Verbände mahnen zur Modernisierung alter Heizungsanlagen

Freitag, 28. Juni 2019 | Autor: Joachim Berner

Viele Heizungsanlagen arbeiten uneffizient Großteil der Heizungsanlagen arbeiten nicht effizient Zwölf Millionen der 21 Millionen in Deutschland installierten Heizungsanlagen arbeiten nicht effizient. Das ist das Ergebnis einer Erhebung, die der Bundesverband des Schornsteinfegerhandwerks (ZIV) und der Bundesverband der Deutschen Heizungsindustrie (BDH) jährlich durchführen.

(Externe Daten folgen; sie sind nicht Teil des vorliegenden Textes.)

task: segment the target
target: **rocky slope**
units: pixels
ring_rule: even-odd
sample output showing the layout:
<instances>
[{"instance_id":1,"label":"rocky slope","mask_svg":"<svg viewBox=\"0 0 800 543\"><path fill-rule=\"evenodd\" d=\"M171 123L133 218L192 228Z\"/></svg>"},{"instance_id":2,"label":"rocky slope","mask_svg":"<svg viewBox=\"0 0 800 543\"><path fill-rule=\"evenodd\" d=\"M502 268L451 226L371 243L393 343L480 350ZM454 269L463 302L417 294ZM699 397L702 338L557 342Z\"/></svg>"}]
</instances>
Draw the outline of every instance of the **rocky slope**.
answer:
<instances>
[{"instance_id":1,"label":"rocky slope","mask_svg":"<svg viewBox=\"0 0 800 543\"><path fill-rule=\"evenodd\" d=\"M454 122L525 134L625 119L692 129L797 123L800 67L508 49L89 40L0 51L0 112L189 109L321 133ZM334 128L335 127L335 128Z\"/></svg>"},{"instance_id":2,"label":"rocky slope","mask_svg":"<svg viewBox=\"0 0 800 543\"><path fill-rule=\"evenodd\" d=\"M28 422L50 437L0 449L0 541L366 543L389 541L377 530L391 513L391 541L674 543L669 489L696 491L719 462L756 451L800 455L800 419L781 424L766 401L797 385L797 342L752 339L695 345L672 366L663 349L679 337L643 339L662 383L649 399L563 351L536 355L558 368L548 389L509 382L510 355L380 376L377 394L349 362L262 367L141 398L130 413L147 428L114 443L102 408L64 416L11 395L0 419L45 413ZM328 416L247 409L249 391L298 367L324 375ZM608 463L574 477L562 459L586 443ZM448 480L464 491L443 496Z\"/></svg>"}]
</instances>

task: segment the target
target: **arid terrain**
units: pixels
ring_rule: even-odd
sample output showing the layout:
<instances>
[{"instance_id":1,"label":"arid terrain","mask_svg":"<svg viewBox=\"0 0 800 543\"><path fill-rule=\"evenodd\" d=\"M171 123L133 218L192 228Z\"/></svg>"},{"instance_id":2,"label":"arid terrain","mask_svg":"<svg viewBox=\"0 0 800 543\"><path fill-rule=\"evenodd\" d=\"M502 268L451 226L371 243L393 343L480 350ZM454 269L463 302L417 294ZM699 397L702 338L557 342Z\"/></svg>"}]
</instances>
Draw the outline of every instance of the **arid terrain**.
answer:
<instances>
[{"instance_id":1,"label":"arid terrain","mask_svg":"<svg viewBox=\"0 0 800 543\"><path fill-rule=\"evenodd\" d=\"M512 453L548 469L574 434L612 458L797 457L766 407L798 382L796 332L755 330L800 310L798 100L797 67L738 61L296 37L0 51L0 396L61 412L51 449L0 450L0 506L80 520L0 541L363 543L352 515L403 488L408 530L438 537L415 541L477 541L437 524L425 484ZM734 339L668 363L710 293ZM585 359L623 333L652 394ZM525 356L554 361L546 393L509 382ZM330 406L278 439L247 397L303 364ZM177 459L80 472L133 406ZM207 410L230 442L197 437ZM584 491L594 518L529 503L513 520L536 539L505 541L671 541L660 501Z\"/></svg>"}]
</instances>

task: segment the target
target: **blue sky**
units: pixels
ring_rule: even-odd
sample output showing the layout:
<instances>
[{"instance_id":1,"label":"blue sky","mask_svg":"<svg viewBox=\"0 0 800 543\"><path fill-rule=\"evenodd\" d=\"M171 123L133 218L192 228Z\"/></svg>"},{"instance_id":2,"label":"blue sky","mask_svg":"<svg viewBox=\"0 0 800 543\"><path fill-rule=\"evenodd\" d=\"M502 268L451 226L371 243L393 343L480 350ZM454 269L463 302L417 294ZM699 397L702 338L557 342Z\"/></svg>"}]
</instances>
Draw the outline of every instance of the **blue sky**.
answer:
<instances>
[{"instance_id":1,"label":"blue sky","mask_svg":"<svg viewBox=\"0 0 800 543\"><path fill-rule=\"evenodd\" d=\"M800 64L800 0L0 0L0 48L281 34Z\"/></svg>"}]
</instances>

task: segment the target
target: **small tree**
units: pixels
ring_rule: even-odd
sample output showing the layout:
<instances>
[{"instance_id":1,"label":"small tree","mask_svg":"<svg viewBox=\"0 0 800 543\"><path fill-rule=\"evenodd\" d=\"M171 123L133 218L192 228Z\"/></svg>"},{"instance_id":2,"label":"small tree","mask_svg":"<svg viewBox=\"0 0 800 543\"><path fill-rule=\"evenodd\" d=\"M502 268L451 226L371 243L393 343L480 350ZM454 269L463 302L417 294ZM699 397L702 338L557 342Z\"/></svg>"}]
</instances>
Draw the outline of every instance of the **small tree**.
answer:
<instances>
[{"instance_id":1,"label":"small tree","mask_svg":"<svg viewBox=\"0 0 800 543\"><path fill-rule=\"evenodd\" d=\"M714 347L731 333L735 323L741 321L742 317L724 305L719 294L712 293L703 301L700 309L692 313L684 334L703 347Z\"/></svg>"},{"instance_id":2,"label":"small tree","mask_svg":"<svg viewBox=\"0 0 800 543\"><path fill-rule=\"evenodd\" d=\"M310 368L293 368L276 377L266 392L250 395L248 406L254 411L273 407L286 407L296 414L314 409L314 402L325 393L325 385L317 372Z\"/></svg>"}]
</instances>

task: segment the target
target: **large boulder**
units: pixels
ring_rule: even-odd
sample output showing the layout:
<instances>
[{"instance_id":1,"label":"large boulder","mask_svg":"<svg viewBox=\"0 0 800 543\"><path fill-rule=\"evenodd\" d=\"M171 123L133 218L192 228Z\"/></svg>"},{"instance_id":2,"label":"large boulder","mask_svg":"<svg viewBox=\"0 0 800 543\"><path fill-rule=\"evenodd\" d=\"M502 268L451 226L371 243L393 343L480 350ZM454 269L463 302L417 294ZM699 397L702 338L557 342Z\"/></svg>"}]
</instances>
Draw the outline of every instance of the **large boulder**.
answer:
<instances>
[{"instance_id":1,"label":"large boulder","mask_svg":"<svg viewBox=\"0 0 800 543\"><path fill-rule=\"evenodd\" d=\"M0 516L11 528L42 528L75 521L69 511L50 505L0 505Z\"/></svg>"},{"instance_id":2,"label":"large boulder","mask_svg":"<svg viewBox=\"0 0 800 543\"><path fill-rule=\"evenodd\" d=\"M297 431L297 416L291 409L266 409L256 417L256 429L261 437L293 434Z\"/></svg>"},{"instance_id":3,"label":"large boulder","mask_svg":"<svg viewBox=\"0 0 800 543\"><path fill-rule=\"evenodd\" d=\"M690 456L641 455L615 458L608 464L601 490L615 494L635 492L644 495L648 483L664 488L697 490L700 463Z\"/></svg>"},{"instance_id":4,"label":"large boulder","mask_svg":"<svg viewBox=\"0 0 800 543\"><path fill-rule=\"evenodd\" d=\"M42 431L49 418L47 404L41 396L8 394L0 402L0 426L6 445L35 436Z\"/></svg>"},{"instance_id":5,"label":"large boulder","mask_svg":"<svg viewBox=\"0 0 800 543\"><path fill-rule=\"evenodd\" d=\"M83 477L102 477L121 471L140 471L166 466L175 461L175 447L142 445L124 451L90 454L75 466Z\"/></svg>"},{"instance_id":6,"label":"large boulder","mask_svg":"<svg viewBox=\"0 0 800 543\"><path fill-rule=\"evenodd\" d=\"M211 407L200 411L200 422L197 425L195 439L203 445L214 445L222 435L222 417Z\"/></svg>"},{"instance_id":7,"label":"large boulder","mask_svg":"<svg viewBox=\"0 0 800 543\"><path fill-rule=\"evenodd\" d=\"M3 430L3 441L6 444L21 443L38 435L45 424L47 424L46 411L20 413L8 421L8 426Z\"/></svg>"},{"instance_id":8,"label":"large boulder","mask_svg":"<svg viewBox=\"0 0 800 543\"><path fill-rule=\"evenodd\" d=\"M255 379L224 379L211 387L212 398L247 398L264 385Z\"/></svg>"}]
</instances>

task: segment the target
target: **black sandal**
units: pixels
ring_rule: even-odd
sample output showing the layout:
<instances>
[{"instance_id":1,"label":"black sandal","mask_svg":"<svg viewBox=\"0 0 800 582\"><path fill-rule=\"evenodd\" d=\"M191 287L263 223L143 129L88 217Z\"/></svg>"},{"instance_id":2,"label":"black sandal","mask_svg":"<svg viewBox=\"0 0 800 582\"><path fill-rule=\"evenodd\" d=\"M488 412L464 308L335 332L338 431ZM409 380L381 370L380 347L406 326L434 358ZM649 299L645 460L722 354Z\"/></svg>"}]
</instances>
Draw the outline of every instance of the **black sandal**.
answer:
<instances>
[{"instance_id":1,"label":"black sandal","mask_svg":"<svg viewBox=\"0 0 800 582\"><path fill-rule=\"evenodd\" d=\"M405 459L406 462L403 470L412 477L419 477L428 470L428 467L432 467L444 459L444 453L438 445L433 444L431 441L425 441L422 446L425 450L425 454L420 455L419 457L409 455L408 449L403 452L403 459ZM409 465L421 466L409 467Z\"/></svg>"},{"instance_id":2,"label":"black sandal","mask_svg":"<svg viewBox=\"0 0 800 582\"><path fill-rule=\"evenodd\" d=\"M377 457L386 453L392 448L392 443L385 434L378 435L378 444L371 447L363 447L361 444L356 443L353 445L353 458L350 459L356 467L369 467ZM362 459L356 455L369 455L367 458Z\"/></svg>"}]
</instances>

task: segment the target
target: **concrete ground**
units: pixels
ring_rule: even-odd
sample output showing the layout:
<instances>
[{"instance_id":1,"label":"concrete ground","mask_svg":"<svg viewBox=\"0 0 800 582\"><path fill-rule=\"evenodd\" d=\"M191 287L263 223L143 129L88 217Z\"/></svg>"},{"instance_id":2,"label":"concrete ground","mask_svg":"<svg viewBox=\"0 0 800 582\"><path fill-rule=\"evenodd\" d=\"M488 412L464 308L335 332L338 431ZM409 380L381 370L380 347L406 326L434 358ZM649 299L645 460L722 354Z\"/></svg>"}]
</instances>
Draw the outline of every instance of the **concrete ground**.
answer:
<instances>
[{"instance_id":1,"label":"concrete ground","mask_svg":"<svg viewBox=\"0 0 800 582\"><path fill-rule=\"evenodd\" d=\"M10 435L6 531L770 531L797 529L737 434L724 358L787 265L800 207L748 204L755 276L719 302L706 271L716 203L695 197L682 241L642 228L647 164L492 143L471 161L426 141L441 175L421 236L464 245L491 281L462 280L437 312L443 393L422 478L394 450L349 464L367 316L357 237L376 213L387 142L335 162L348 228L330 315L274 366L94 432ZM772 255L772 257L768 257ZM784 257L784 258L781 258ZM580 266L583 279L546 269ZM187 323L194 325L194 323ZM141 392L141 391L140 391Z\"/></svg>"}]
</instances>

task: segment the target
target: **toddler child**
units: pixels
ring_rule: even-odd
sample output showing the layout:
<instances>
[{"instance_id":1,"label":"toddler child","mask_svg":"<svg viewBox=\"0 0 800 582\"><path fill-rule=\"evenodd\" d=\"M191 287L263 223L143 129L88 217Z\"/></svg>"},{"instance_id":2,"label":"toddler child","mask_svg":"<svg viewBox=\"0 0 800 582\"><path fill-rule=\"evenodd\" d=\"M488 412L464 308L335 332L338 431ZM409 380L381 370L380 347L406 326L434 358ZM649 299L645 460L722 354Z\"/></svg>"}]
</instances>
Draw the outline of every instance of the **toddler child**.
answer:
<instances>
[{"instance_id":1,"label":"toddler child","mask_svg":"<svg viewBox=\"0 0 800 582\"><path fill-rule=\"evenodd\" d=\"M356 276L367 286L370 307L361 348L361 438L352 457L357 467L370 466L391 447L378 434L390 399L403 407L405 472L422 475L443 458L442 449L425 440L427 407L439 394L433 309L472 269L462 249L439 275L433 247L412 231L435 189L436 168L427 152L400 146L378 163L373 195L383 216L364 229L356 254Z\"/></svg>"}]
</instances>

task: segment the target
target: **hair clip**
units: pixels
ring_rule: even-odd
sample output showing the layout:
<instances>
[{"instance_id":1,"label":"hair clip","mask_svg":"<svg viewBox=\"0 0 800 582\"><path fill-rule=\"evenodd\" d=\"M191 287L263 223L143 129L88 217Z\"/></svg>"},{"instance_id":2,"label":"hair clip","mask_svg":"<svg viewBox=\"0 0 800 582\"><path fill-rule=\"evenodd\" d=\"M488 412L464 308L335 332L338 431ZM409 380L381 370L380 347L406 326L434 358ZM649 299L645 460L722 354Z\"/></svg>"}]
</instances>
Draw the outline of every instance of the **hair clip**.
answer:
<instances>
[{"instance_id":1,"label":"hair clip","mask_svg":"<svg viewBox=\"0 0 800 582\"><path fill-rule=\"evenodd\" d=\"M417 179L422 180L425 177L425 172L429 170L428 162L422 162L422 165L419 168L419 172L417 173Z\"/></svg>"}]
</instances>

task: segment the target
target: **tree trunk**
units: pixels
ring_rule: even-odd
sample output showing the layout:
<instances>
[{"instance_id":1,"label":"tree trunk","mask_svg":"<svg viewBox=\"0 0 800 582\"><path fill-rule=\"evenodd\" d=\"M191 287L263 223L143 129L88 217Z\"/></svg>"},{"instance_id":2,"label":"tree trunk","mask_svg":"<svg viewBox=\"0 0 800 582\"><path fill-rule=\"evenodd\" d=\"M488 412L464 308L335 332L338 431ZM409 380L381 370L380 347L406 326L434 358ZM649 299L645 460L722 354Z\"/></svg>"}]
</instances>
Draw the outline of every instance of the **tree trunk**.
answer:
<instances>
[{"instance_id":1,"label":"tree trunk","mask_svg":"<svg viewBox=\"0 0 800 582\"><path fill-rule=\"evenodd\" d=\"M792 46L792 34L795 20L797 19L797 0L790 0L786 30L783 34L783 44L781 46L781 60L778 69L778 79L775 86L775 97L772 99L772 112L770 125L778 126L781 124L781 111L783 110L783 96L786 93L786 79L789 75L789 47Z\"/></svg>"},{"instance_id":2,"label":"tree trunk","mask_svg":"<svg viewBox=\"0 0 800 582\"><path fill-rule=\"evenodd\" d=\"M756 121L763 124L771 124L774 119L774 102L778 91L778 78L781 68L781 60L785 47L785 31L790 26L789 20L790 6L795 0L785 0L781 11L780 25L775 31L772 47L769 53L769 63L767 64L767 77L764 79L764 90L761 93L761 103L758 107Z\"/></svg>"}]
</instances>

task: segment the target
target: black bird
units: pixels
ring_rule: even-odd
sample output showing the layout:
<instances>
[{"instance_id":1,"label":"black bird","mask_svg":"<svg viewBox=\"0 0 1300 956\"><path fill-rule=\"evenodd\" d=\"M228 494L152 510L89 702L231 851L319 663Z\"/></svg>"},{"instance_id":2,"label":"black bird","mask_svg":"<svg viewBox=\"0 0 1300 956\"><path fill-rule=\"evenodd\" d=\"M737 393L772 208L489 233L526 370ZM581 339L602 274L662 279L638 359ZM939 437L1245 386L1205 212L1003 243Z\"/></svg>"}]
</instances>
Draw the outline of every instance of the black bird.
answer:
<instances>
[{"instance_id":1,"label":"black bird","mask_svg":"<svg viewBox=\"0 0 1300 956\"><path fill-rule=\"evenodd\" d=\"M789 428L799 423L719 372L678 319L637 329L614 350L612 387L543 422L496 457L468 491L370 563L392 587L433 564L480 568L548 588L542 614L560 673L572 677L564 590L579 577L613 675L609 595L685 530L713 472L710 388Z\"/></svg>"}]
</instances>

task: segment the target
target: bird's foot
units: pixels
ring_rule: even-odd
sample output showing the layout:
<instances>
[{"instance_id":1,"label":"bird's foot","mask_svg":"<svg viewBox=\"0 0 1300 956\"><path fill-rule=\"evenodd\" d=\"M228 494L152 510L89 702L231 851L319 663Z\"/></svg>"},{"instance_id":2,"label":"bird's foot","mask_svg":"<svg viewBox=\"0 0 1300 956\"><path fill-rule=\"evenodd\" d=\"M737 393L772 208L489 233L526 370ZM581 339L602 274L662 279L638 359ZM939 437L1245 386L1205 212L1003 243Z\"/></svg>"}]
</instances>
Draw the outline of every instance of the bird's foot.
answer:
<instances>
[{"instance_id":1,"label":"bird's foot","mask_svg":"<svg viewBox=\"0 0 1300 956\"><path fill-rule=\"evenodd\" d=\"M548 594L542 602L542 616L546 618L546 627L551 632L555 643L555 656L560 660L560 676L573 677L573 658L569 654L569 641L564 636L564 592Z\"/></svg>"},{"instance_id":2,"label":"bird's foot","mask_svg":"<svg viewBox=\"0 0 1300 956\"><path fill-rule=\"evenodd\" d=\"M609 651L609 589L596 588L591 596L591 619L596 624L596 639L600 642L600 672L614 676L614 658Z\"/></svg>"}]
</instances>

Heizungsanlagen gelten nach 15 Jahren als veraltet

“Die Hälfte der Heizungsanlagen in Deutschland ist älter als 20 Jahre. Ab einem Alter von 15 Jahren gilt ein Heizkessel als energetisch ineffizient”, sagt ZIV-Präsident Oswald Wilhelm. Demgegenüber stünden 4,7 Millionen Brennwertanlagen, die dem Stand der Technik entsprechen würden (23 Prozent des Gesamtbestands an Heizungsanlagen). Weitere 20 Prozent der Heizungsanlagen könnten als effizient betrachtet werden und zugleich erneuerbare Energien einkoppeln. Dazu zählen die Verbände 0,8 Millionen Biomassekessel und eine Million Wärmepumpen, aber auch 2,3 Millionen Gas- und Ölbrennwertgeräte, die kombiniert mit einer Solaranlage heizen. “Der Blick auf den Bestand der deutschen Heizungsanlagen zeigt, dass die deutlichen Effizienzpotentiale der Wärmewende noch nicht ausgeschöpft sind”, kommentiert BDH-Präsident Uwe Glock.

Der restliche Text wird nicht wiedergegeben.